その夜、町の広場ではお月見イベントが開かれていた。
屋台の明かり、すすきの飾り、そしてステージでは子どもたちが詩を朗読していた。小学生の蓮も、家族と一緒に参加していたが、なぜか胸の奥がざわざわしていた。
——満月は、なにかを呼んでいる。
そう感じたのは、広場の隅にある古い石碑の前で立ち止まったときだった。
いつもならただのベンチしかない場所に、小さな坂道が伸びていた。
「こんな坂、あったっけ……?」
誰にも気づかれないまま、蓮は吸い寄せられるようにその道をのぼった。
坂の先には、不思議な光景が広がっていた。
満月の光に照らされた、銀色の丘。その上では、無数のうさぎたちが静かに準備をしていた。背中に荷物を背負った者、星の地図を広げて話す者、もち米のような石を積む子どものうさぎたち——
「ようこそ、人の子よ」
ひときわ大きな耳をした年老いたうさぎが、蓮に気づいて声をかけた。
「……どこ、ここ?」
「ここは“帰る丘”。わたしたちは、満月の夜にだけ、この地に現れる。月に帰る準備をしているのだよ」
「月に……?」
「そう。けれどまだ、帰れぬ者たちもいる。わたしたちには“最後の願い”が必要なんだ。それがそろったとき、ようやく空への道が開く」
蓮は、戸惑いながらもうさぎたちの間を歩いた。彼らは言葉少なだったが、目は優しかった。
「ねぇ、“最後の願い”って、なに?」
小さな子うさぎが、ぽつりと答えた。
「誰かのために、誰かが本気で願った言葉……だって」
そのとき、蓮の脳裏に、妹の顔が浮かんだ。
数ヶ月前、大きな手術を控え、不安そうにしていた妹に、蓮は泣きながら祈ったのだ。
——どうか、元気になりますように。
その言葉は、自分の心から出た“はじめての願い”だった。
「もしかして……その願い、まだ空に届いてなかったの?」
老いうさぎが微笑んだ。
「いや、ちゃんと届いていた。
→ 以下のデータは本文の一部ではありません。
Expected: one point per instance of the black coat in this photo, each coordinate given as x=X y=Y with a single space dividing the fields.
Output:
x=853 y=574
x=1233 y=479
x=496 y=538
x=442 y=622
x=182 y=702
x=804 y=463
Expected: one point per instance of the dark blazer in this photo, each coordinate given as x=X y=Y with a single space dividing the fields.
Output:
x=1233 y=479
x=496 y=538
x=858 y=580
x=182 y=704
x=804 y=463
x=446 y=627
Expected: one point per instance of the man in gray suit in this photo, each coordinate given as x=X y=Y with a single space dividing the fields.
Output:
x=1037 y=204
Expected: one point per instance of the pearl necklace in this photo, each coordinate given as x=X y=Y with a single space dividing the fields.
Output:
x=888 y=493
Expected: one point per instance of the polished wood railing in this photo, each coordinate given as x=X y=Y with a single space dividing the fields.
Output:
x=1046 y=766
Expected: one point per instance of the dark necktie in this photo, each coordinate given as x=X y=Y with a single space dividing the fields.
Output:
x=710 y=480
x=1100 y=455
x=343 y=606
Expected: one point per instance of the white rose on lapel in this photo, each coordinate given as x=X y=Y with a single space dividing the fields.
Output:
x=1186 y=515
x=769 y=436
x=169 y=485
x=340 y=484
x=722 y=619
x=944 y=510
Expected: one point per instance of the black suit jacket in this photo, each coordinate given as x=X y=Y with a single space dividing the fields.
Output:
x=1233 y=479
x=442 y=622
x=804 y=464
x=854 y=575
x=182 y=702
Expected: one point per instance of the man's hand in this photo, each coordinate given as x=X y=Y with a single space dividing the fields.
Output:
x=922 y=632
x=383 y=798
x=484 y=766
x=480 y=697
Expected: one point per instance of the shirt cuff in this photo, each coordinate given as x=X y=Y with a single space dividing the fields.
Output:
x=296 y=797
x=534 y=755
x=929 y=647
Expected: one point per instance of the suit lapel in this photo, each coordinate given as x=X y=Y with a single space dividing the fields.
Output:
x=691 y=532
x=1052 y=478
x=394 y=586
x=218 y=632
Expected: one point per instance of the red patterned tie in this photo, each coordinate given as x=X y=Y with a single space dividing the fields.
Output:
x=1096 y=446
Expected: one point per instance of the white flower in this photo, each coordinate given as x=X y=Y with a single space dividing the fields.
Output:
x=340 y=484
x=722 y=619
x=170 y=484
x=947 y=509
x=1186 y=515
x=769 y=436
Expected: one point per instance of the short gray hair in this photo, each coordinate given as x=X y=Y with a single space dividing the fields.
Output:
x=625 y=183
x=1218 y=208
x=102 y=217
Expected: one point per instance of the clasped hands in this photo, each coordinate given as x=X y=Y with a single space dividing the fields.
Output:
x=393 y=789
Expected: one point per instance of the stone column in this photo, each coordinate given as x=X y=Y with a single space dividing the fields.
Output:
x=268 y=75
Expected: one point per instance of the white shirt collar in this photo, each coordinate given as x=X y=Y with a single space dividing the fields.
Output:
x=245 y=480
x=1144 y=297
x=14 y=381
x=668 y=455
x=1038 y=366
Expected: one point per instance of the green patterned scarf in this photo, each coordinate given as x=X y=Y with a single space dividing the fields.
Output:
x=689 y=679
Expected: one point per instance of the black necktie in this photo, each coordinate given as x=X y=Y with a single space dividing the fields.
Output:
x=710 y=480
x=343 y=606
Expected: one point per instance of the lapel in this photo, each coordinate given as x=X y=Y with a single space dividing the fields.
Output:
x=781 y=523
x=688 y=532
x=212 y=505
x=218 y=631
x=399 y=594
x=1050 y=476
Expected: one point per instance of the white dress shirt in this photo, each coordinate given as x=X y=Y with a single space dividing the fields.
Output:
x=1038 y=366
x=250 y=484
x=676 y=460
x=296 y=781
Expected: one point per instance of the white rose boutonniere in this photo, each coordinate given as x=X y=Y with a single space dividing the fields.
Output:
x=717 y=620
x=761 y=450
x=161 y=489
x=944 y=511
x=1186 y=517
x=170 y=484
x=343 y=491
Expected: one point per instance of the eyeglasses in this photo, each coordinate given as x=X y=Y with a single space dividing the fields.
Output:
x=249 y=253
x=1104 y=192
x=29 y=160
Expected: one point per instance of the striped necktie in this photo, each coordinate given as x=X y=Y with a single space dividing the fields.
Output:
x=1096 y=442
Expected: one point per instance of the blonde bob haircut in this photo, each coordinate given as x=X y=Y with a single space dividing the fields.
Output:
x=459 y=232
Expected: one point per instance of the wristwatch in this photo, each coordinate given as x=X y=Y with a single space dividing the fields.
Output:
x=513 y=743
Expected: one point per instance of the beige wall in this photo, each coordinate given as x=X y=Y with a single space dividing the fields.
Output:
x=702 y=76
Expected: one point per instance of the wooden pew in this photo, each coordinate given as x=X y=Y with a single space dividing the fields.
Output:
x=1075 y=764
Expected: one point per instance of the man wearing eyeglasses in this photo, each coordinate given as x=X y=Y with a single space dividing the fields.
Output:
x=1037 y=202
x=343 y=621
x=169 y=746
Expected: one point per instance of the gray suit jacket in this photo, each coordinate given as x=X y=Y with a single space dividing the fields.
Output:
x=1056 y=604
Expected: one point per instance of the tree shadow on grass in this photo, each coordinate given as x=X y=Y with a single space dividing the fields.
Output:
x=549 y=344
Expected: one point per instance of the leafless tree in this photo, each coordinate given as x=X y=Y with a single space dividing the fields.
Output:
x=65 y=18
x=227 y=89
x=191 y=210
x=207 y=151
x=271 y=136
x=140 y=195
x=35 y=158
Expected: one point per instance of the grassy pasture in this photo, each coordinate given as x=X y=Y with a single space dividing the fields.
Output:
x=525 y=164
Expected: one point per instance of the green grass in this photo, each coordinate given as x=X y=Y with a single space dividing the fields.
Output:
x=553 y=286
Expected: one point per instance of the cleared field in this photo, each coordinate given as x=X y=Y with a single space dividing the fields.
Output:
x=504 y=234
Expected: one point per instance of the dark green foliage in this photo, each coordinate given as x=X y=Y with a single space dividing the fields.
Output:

ただ、その願いは“帰る者たち”を導く灯にもなる。だからこそ、今日、おぬしはここに呼ばれたのだ」
月の光が、蓮の頭上に注ぐ。
すると、丘の中央にある石が、ふわりと浮かびあがった。
「これで、わたしたちは帰れる」
光の粒が舞い、うさぎたちは一匹ずつ月に向かってのぼっていく。
最後に、老いうさぎが蓮に手を振った。
「ありがとう、人の子よ。おまえの願いは、“帰る道”を照らす光だった」
蓮は黙って、手を振り返した。
気がつくと、広場のベンチに戻っていた。
家族の声、笑い声、屋台の香り。
あの坂道は、もうどこにもなかった。
だが、夜空の満月は、確かに一筋の道を描いていた。
そしてその横には、ぽっかりと小さな雲のうさぎが浮かんでいた。
——誰かのために願う気持ちは、たとえ見えなくても、きっとどこかで誰かを照らしている。
蓮は、妹のもとに駆け寄った。
「……おかえり!」
そう言って、ぎゅっと手を握った。
月の光が、優しくふたりを包み込んでいた。